A ninth consecutive monthly fall in exports in July – by 23% – came as another reminder that China’s economic recovery would not be without its setbacks. It was not the only indicator showing a decline. Urban fixed-asset investment growth fell 32.9% between January and July from the first-half figure of 33.6%. Industrial production was up, but at 10.8% growth, came below market expectations.
Investors, however, appeared more worried by the decline in another set of figures: Bank lending fell US$52 billion in July from more than US$219 billion in June. While this did not reflect a change in Beijing’s monetary policy – which both the central bank and leaders as senior as Premier Wen Jiabao repeatedly insisted would remain "moderately loose" – the first sizable corrections in domestic stock markets this year indicated that investors were not convinced.
Despite fears of tightening, however, economists say the government has plenty of room for continuing a moderately loose policy.
"[The economy] is not overheating," said Wang Qian, senior China economist at J.P. Morgan in Hong Kong. "In fact, I would say that given the very weak exports, I do not think the economy is back to solid footing yet."
The government would seem to agree. In explaining its desire to maintain a relatively loose monetary policy, Beijing has said the economic recovery remains on shaky ground. Industrial output data lends strength to this argument: growth was concentrated in heavy industries, which have been the focus of government investment.

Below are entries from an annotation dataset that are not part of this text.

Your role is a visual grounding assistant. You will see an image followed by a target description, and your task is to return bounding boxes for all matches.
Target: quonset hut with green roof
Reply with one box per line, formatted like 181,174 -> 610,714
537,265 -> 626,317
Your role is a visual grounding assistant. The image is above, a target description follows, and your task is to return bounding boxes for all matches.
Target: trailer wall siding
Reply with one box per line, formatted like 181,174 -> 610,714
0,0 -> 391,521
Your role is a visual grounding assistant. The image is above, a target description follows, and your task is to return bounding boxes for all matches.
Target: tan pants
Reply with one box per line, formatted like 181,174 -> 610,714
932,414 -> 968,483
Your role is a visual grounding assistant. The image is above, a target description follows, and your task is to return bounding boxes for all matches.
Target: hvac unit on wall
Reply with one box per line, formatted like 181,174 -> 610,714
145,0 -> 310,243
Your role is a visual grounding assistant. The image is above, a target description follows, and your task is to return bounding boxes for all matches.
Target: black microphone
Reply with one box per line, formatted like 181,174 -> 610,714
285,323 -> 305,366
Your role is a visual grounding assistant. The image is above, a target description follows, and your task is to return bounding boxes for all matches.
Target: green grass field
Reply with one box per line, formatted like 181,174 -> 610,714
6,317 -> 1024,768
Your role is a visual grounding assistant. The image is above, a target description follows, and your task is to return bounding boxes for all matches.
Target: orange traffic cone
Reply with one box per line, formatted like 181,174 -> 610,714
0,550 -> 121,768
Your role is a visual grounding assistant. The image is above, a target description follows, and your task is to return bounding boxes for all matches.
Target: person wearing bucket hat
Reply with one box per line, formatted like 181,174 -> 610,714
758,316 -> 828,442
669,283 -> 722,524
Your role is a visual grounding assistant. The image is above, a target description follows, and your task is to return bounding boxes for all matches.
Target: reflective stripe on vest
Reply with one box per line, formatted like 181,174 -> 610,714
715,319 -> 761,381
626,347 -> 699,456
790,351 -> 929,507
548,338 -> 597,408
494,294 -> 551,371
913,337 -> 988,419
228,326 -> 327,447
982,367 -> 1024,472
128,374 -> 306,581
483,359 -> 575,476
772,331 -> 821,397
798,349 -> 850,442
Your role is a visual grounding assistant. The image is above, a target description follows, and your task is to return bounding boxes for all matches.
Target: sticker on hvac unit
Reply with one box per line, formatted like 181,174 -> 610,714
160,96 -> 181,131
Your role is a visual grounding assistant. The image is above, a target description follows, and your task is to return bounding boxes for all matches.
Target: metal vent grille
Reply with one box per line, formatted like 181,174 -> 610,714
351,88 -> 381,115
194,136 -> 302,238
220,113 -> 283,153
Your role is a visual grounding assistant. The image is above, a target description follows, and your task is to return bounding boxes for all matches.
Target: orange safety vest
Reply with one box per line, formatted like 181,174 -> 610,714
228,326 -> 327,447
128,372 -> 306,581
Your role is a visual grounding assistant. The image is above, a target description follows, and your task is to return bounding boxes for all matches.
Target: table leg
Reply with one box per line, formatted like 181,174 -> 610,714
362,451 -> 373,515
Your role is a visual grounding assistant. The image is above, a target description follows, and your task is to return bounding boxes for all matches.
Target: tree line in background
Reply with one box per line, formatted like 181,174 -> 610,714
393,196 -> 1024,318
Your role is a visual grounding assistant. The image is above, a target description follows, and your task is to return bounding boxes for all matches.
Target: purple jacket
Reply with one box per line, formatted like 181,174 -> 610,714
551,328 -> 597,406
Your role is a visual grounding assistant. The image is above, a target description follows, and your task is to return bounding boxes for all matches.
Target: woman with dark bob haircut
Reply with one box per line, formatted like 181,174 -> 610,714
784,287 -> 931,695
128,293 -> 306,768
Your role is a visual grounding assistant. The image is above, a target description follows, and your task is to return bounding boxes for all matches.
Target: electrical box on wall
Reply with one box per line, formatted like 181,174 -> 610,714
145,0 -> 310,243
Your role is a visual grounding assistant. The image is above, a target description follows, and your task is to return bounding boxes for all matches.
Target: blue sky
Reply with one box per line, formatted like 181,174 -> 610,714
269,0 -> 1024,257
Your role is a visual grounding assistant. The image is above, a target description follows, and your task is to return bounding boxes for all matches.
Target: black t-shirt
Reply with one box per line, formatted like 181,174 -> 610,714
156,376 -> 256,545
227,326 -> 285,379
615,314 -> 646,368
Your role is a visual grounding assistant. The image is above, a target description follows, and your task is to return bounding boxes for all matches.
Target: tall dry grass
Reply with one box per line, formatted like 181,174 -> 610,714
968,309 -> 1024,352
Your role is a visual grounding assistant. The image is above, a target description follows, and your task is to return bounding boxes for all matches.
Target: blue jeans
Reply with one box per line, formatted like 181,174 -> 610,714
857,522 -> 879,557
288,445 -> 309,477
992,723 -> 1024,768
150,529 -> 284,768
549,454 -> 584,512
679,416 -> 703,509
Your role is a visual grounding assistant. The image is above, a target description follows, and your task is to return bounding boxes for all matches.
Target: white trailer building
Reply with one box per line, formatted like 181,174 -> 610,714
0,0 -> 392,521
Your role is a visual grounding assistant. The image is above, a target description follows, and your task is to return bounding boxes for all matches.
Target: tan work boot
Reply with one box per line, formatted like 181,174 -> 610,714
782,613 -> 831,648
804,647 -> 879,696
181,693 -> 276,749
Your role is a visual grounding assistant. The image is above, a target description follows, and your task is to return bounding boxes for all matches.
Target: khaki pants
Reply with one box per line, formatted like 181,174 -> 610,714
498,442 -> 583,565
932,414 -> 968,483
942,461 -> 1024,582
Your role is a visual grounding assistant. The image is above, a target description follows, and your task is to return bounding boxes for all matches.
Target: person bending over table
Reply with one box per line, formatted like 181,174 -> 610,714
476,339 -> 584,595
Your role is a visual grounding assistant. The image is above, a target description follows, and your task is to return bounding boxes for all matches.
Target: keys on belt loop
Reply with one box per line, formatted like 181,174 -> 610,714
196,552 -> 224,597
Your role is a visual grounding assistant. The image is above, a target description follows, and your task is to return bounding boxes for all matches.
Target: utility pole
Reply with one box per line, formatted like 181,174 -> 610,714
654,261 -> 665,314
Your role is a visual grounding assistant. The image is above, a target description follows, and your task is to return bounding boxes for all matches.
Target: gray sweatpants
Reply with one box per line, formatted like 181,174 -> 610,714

Disappointing export and industrial production numbers aside, however, Beijing’s stimulus and a resilient consumer sector – retail sales were up 15.2% in July – have ensured that the country is on track for strong growth in 2009. Ken Peng, China economist at Citigroup, raised his 2009 growth forecast to 8.7% from 8.2%, noting "more signs of durability" in China’s growth outlook. External factors, including a brighter outlook for the US economy, are also a contributing factor.
However, Peng notes that the US$1.1 trillion in new lending in the first half means bad loans remains a real risk in the longer term. "They could be covered up for a long time," he said.